Wednesday, 01 December 2010

By Mary McConnell


LEAKED cables from the US Embassy have revealed that ex-Prime Minister Gordon Brown personally appealed to the US government to allow computer hacker Gary McKinnon to serve any jail sentence in the UK instead of the US.

The revelation emerged as Mr McKinnon’s mother Janis Sharp, former Home Secretary David Blunkett and Liberty director Shami Chakrabarti all gave evidence at a Home Affairs Select Committee Inquiry into current extradition law yesterday.

Mr McKinnon, 43, from Palmers Green, faces up to 60 years in a US jail after he hacked into 97 military computers in 2001 and 2002.

US prosecutors want to bring him to the States under the controversial extradition treaty that Mr Blunkett signed with the Americans in 2003.

The treaty has been slammed because British prosecutors most provide evidence the person committed a crime before they can extradite from the US, but the Americans need only show a person is suspected of committing a crime.

Lawyers for Mr McKinnon, who suffers from Asperger syndrome, have always argued that sending him to the US would be a breach of the Human Rights Act.

According to a cable leaked by the whistle-blowing website Wikileaks, Mr Brown appealed to the US ambassador Louis Susman in August last year asking if Mr McKinnon could serve his sentence in the UK if he made a full confession and statement of contrition. At the same time, the former Home Secretary Alan Johnson was refusing to block the extradition, leaving it to the courts to decide whether it would violate Mr McKinnon’s human rights.

Responding to a question from Keith Vaz MP, chairman of the Home Affairs Select Committee, Mr Blunkett admitted that he might not have signed the extradition treaty if he knew then what he knows now.

“I would raise the issues we have heard this morning,” he said, but argued: “You suggest people from this country would be removed on the nod. That is not true – they haven’t and they won’t be.”

Mr Blunkett said he was not surprised at the revelation that Mr Brown had appealed to US politicians to drop Mr McKinnon’s extradition.

He said: “I agreed it was a good idea not to end up with these cases being a political football but you can’t ignore something that becomes incredibly high profile. In such cases there is massive public attention and there was a place for senior politicians to make representations.

“Because of the nature of the complications and difficulty of this case – not just in the relationship with the Americans, but also in precedents it might set – there are difficulties.”

Shami Chakrabarti, director of Liberty which campaigns for human rights, was also giving evidence. She told the committee there was a fundamental problem with the way the current law allows the US to remove people from their home country without any evidence of them having committed a crime.
She said: “The Americans have it right – they have a protection that their people should have and that we should have too. There needs to be a fundamental change. I do support extradition and years ago it was a very convoluted system with it ping-ponging between the courts and the politicians, but the mistake was to suppress the discretion of the courts.”

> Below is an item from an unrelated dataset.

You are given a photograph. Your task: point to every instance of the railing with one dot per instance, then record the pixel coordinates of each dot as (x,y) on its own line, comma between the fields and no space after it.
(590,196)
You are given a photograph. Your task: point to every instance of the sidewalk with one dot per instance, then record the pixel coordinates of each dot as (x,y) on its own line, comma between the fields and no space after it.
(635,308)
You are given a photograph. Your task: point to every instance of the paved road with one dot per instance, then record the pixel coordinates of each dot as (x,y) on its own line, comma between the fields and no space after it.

She said three fundamental requirements should be: evidence that someone has committed the crime; it must be an offence in both countries; justice is better served in that country.

Mrs Sharp told the committee she was surprised to learn Mr Brown had appealed to the US in a bid to prevent the extradition. She said: “I wish I had known about it before. I was surprised at the US reaction – if someone asks you to do something you do it, that is what friends do. They didn’t seem to want to give way.

“Being sent abroad is a huge punishment. People who are sent abroad to stand trial lose their jobs, their families and can lose their lives. I don’t want to see my son in an institution because his mental health is going down hill so rapidly and I don’t want to see him die in a foreign prison.”

Home Secretary Theresa May will give evidence on December 14.